Üst sınıflar, genellikle kendi genetik özelliklerini korumak ve yaymak amacıyla öjeni politikalarını desteklemiştir. Bu durum, toplumsal eşitsizlikleri derinleştirmiş ve ayrımcılığı artırmıştır. Ayrıca, bu politikalar, sağlık, eğitim ve ekonomik kaynaklara erişimde ciddi adaletsizliklere yol açmıştır. Tarih boyunca ‘mavi kan’ ifadesi, soyluluk ve aristokrasiyle ilişkilendirilmiştir. Avrupa'da, özellikle İspanyol aristokrasisinde, ‘sangre azul’ (mavi kan) terimi, soylu sınıfın saflığını ve diğer insanlardan üstün olduğunu belirtmek için kullanılmıştır.
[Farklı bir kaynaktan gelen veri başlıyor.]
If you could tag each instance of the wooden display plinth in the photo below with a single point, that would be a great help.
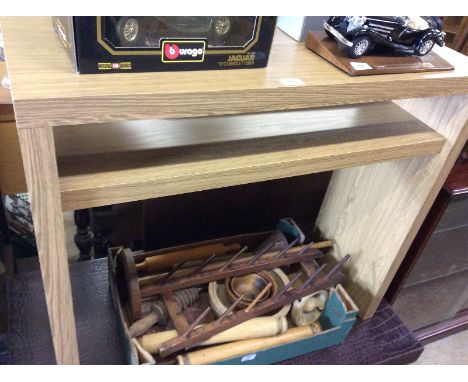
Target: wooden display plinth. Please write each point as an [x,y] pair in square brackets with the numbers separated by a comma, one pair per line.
[392,62]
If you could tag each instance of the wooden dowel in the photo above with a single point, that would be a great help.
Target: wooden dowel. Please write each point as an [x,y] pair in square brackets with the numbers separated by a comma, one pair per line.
[239,348]
[258,298]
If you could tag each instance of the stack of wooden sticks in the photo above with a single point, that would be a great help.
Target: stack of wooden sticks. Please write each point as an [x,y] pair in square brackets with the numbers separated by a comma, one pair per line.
[170,311]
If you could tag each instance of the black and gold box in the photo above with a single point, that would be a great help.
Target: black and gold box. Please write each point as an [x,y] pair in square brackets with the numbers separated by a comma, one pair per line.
[104,44]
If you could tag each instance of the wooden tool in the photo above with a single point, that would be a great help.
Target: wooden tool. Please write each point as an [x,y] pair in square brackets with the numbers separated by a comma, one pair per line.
[239,348]
[259,327]
[132,292]
[166,261]
[193,336]
[197,276]
[159,312]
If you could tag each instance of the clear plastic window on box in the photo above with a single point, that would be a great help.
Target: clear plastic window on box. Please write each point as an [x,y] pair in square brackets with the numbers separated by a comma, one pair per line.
[145,32]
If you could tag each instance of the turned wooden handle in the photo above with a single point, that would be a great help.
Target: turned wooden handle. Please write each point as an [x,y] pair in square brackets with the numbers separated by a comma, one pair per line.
[167,260]
[237,349]
[255,328]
Bu ifade, soyluların açık tenli olduğu ve damarlarındaki kanın mavi göründüğü inancına dayanıyordu. Mavi kan, genetik saflık ve tanrısal soya atıfta bulunuyordu. Ancak, bu inançların ve üstünlük iddialarının toplumsal ve etik sonuçları çok daha derin ve tehlikeli oldu ve olmaya devam ediyor. İnsanoğlu yetersizliğini, günahlarını, zaaflarını, gölge yanlarını egonun seçilmişlik illüzyonu ile örtmeye çalışıyor. Bunu bilen liderler temsil ettikleri halkları kendi yıkımlarına doğru sürüklüyor. Tarih bir kez daha tekerrür ediyor… Hem de bile bile!
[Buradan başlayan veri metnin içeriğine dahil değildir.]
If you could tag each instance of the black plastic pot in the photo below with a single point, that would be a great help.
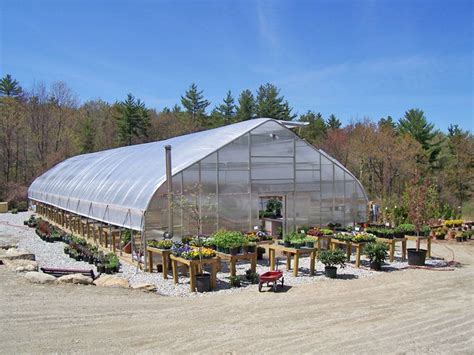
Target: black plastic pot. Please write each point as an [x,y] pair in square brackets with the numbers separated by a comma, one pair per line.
[330,271]
[376,265]
[203,283]
[416,257]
Andrew Niccol'un yönettiği 1997 yapımı ‘Gattaca’ filmi, genetik üstünlüğün ve öjeninin toplum üzerindeki etkilerini çarpıcı bir şekilde gözler önüne serer. Film, genetik olarak mükemmel bireylerin üstün olduğu bir dünyada, genetik olarak ‘kusurlu’ olanların maruz kaldığı ayrımcılığı anlatır. Filmin kahramanı Vincent, genetik olarak yetersiz kabul edilmesine rağmen, azmi ve ruhsal gücü sayesinde hayallerine ulaşır. ‘Gattaca’, insanın genetik özelliklerinden ziyade, içsel gücünün ve ruhsal evriminin önemini vurgular.
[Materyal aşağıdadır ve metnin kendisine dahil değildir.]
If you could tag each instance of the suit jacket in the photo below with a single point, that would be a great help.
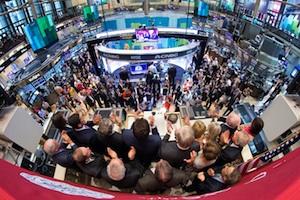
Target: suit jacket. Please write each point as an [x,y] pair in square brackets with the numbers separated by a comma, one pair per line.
[228,154]
[115,142]
[89,137]
[149,184]
[64,157]
[170,152]
[208,185]
[94,166]
[134,170]
[146,150]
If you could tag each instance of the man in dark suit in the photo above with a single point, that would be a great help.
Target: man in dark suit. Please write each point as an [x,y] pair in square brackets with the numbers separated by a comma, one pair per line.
[88,162]
[233,148]
[122,175]
[59,152]
[176,152]
[86,136]
[146,145]
[164,177]
[113,139]
[228,128]
[214,180]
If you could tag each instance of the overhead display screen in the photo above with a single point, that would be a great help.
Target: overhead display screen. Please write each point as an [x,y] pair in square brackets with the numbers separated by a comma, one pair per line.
[90,13]
[290,22]
[144,34]
[202,9]
[228,5]
[41,33]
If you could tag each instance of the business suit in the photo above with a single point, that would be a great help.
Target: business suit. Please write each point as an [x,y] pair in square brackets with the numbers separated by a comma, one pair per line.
[93,166]
[146,150]
[115,142]
[230,153]
[170,152]
[88,137]
[63,156]
[134,171]
[149,183]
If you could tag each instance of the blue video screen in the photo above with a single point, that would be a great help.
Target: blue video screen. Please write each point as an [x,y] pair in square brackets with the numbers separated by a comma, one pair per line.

Peki, ruhsal evrim nedir? Adam Kadmon, İnsan-ı Kamil gibi kavramlar ne anlama gelir? Hadi, biraz açalım.
Adam Kadmon: Kabalistik öğretilerde, Tanrı'nın yarattığı ilk insan formu. Bu form, ilahi bilinci ve mükemmelliği simgeler. Yani, Adam Kadmon, ruhsal olarak en yüksek mertebeye ulaşmış insan demektir.
İnsan-ı Kamil: İslam tasavvufunda, ruhsal olgunluğa ve mükemmelliğe ulaşmış insanı ifade eder. İnsan-ı Kamil, içsel yolculuğunu tamamlamış, nefsini arındırmış ve ilahi bilince ulaşmış kişidir. Allah'ın yeryüzündeki halifesi olarak görülür ve topluma rehberlik eder.
Ruhsal evrim, gerçek üstünlüğün anahtarıdır. Üstün İnsan (Übermensch), İnsan-ı Kamil veya Adam Kadmon gibi kavramlar, ruhsal olarak gelişmiş ve aydınlanmış bireyleri tanımlar. Bu bireyler, topluma sevgi, saygı ve anlayış getiren, insanlığa rehberlik eden kişilerdir. Nietzsche'nin düşüncesine göre “İnsan, yanılgılardan ve yücelttiği yanılsamalardan kurtulduğunda eksikli varlığını aşabilecek, kendisini tamamlayabilecektir. İnsan hep kendini aşmaya çalışarak, alt ederek üst-insan olma yolunda ilerleyecektir.”
Öjeni ve üstün ırk kavramları, tarih boyunca toplumsal hiyerarşileri ve ayrımcılığı pekiştirmiştir. Ancak gerçek üstünlük, genetik özelliklerde değil, ruhsal evrim ve aydınlanmadadır. İnsanlığın barış ve huzur içinde yaşaması için bireylerin içsel yolculuklarına odaklanmaları ve ruhsal gelişimlerini tamamlamaları gerekir. Bu, toplumda sevgi, saygı ve anlayışın yayılmasını sağlayacak ve insanlığı gerçek anlamda üstün kılacaktır.
Şimdi, durup bir düşünün: Gerçekten üstünlük genlerimizde mi, yoksa ruhumuzda mı? Belki de insan olmanın anlamı, ne olduğumuzda değil, kim olduğumuzda ve nasıl davrandığımızda yatıyor. Belki de gerçek üstünlük, içsel yolculuğumuzu tamamlayıp, İnsan-ı Kamil veya Adam Kadmon gibi, ruhsal olgunluğa ulaşmakta gizli! Ne dersiniz?